Naturally, there was no bus stop anywhere near where I was, so I started walking north. After two long blocks I noticed a faded yellow stripe on a stoplight pole, with a faintly stenciled “19” that had been partially obscured by a tag that read “Goat Fornication.” A bus stop.
The 19 bus makes a loop through South of Market, running under several freeway-overpass homeless camps, the courthouse, and the police station. It continues north of Market Street through the Tenderloin, a good neighborhood for scoring your daily supply of pre-processed street pharmaceuticals. The bus that showed up had everyone - the gap-toothed methamphetamine freaks, heroin addicts with brown sores oozing through threadbare sleeves, over-the-hill hookers commuting back from a night in jail, a worn-out security guard coming off-shift, and two well-dressed young Chinese boys, holding hands and staring openly at everyone else. I couldn’t find a seat, so I stood to the side of a zombie-thin man with well-picked scabs on his nose and lips. He mumbled and sniffed at me when I reached over him to pull the cord that signaled the driver to stop.
I waited on the bus platform for about ten minutes, along with several other forlorn-looking people.
“How long you been waiting?” I asked the group.
“Ten minutes,” said a voice. “Maybe twelve.”
“Not so bad,” I said.
“Wait and see,” said the voice. “MUNI will screw up.”
They sure can. My group waited for another twenty minutes before any bus showed up. While I sat on the bus, I read the report. Most of it was boring – the time of the incident, the name of the reporting officer, the names of the paramedics who’d responded, the total time between incident and the road clearing. I skimmed over that and read over the report of the actual accident.

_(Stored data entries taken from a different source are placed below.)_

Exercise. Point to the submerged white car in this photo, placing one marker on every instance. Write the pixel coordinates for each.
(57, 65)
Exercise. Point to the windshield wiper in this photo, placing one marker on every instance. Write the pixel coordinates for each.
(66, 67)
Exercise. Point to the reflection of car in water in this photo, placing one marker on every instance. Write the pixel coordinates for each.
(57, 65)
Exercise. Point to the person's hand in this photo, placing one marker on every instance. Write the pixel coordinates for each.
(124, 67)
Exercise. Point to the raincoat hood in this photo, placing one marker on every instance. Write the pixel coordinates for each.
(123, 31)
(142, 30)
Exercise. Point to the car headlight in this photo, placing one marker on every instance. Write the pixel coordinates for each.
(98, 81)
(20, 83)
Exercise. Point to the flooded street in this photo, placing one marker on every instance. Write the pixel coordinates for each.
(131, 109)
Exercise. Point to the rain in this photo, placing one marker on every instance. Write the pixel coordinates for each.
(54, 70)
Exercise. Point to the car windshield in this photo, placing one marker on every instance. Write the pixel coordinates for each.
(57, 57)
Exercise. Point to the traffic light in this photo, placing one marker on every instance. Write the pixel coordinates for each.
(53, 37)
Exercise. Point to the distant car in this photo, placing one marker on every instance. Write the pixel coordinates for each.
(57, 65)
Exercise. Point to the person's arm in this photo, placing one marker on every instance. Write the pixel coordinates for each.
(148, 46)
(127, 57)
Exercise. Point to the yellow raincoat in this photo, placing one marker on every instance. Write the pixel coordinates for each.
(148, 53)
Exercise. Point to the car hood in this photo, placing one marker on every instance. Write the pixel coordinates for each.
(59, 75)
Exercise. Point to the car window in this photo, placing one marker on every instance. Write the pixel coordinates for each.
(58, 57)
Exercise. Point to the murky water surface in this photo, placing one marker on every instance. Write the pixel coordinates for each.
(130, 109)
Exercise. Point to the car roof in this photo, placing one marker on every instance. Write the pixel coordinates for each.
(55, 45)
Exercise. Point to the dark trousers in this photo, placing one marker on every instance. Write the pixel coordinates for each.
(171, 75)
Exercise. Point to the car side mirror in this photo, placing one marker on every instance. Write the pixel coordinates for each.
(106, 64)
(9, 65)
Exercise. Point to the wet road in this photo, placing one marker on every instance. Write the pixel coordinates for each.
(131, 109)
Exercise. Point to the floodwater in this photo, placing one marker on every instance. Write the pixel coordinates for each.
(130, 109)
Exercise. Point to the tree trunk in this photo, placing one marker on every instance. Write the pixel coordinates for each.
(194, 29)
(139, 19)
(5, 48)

Witnesses McDonnel and James observed the victim walking along the sidewalk at approximately five-thirty p.m. on Wednesday, July 18. Victim slowed to look at his cellular phone, removed the phone from his pocket and started a conversation. Victim was then struck from behind by a dark red, dark green, or dark blue sport-utility vehicle, which had come up on the sidewalk and then accelerated. Witnesses put the speed of the vehicle at approximately 40 miles per hour. Reporting officer notes that this speed would be possible, and since the victim was struck near a corner at the end of a long block, this story checks out. No witnesses were able to confirm the license plate of the vehicle, although Witness 1 is fairly sure that it contained a 2 and a V. This incident is being judged as a hit-and-run accident pending further investigation.

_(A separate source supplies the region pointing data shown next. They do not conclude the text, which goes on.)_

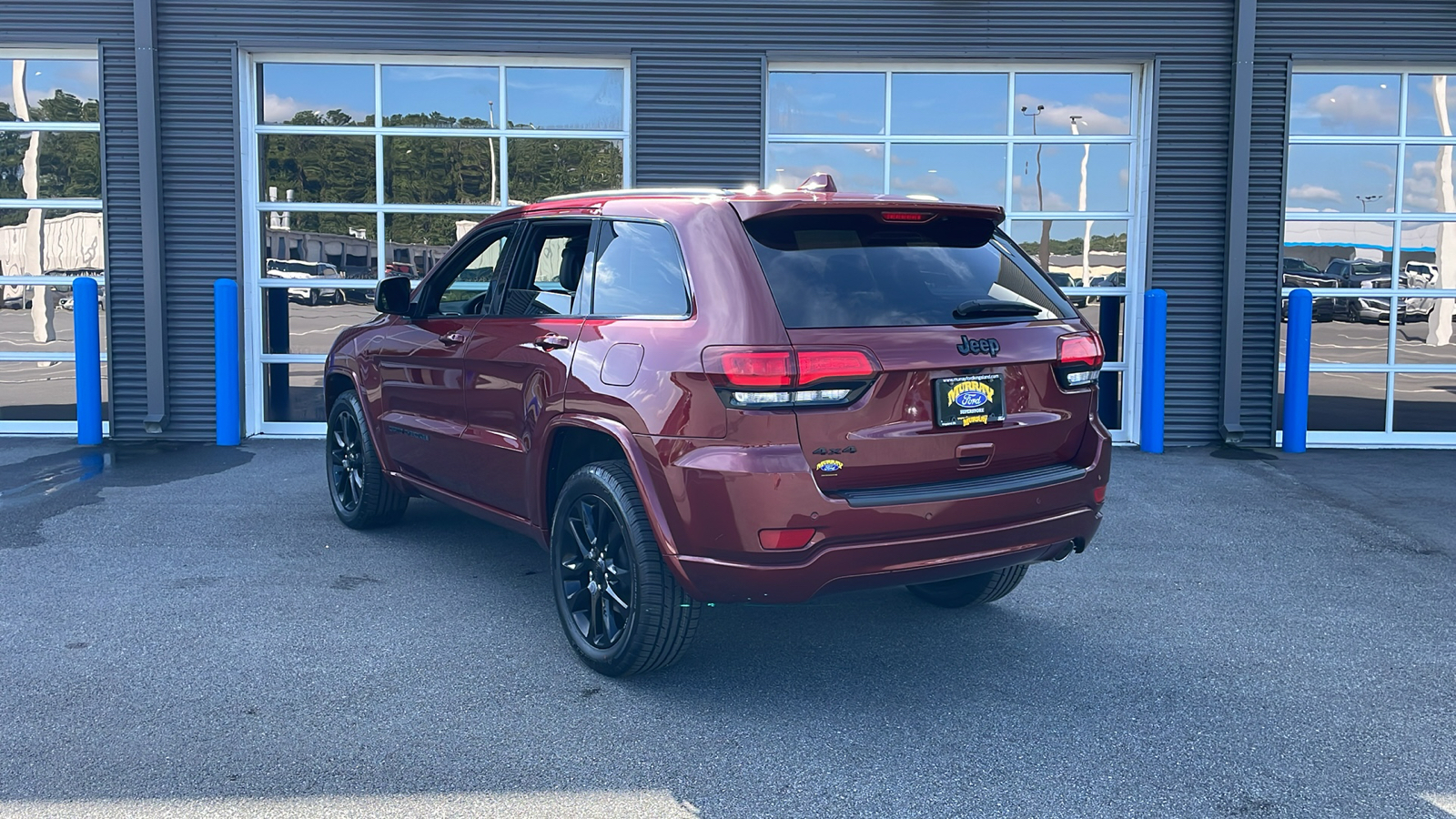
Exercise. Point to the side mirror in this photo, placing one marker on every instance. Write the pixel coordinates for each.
(392, 295)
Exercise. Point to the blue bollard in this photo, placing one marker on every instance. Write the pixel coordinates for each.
(86, 312)
(225, 360)
(1155, 368)
(1296, 369)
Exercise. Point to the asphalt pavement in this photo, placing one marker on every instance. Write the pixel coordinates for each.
(188, 632)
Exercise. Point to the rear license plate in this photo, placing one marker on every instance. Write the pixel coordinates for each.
(968, 399)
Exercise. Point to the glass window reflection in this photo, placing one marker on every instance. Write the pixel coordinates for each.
(953, 172)
(826, 102)
(1048, 177)
(1101, 104)
(1344, 104)
(582, 99)
(308, 94)
(440, 96)
(55, 91)
(1104, 263)
(1431, 106)
(441, 169)
(948, 104)
(1340, 178)
(855, 167)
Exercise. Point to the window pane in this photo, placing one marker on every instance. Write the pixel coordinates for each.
(1429, 172)
(587, 99)
(1103, 104)
(1419, 341)
(1104, 264)
(546, 167)
(948, 104)
(441, 169)
(309, 319)
(319, 245)
(1344, 104)
(1347, 401)
(303, 94)
(43, 390)
(1048, 177)
(318, 167)
(51, 329)
(1423, 114)
(75, 242)
(56, 91)
(1340, 252)
(67, 164)
(1341, 178)
(293, 392)
(953, 172)
(849, 270)
(855, 167)
(640, 273)
(826, 102)
(414, 242)
(440, 96)
(1426, 402)
(1106, 317)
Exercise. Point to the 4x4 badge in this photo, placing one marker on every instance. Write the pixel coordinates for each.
(979, 347)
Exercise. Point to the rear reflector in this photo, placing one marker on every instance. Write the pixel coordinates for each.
(785, 538)
(759, 368)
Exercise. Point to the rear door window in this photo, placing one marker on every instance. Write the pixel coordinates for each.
(640, 271)
(856, 270)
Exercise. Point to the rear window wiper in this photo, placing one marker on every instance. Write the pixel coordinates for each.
(980, 308)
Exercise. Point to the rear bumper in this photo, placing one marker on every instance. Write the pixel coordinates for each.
(723, 496)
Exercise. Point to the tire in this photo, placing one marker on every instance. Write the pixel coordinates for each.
(363, 497)
(601, 538)
(970, 591)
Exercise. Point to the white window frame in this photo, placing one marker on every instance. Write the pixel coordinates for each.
(86, 205)
(1138, 184)
(252, 281)
(1390, 438)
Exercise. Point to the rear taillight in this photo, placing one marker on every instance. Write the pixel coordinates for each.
(781, 378)
(1079, 359)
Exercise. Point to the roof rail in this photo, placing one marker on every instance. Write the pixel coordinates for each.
(644, 191)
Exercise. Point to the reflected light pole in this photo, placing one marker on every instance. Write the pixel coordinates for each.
(1045, 249)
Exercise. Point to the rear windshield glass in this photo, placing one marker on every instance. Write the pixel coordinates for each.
(855, 270)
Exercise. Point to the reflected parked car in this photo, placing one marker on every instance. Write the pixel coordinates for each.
(1376, 276)
(1298, 273)
(312, 296)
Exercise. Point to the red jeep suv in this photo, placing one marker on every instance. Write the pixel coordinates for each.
(696, 397)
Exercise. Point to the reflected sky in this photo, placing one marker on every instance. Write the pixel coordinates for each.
(565, 98)
(826, 102)
(953, 172)
(1344, 104)
(1420, 106)
(288, 87)
(1104, 104)
(855, 167)
(948, 104)
(43, 77)
(459, 92)
(1062, 177)
(1331, 178)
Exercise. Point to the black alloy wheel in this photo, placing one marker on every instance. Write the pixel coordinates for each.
(363, 497)
(622, 610)
(597, 577)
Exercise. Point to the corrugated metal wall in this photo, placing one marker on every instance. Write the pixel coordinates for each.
(698, 120)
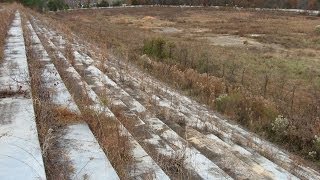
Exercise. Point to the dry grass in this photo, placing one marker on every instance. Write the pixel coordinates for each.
(7, 16)
(50, 119)
(260, 83)
(108, 131)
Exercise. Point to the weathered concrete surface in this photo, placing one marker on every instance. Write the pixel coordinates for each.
(14, 74)
(77, 142)
(20, 153)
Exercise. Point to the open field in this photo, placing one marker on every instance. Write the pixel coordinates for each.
(267, 62)
(159, 93)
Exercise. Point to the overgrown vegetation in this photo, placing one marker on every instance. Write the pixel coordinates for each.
(54, 5)
(7, 16)
(50, 119)
(254, 86)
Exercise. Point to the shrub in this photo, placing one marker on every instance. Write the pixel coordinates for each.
(280, 125)
(103, 3)
(54, 5)
(318, 29)
(117, 3)
(156, 48)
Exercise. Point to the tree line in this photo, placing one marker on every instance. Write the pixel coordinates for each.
(299, 4)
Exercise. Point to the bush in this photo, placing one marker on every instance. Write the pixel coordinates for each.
(54, 5)
(103, 3)
(280, 125)
(156, 48)
(117, 3)
(135, 2)
(318, 29)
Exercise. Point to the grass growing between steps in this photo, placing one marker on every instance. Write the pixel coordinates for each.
(108, 132)
(6, 17)
(49, 118)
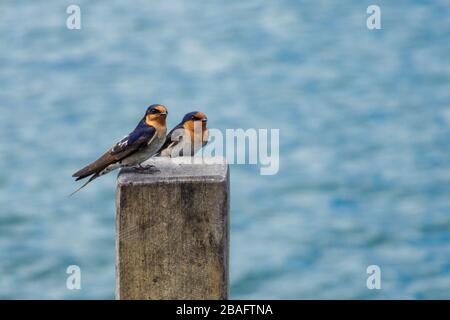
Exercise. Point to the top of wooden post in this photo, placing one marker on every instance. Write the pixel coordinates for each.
(176, 169)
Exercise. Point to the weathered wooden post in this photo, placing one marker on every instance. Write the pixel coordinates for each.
(172, 231)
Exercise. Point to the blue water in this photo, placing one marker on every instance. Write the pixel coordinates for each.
(365, 138)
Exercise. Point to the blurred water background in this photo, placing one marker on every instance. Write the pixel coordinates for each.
(365, 138)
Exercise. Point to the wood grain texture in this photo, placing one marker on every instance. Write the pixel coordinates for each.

That was it. The report itself took up all of four pages. By the time the number 6 dropped me off two blocks down the hill from my house, the journey had taken me over an hour and a half. I could have walked in less time.
The front door was locked, and I remembered that I had neither key nor phone, so I held down the door buzzer until I heard some footsteps come thumping down to the door. Thomas.
“Alex,” he said. “Where have you been? We tried calling you.”
“I left my phone in my room,” I said. “Sorry – I kind of left quickly.”
What’s going on?” he said. “Where were you?”
“At the morgue,” I said. “Brent is dead.”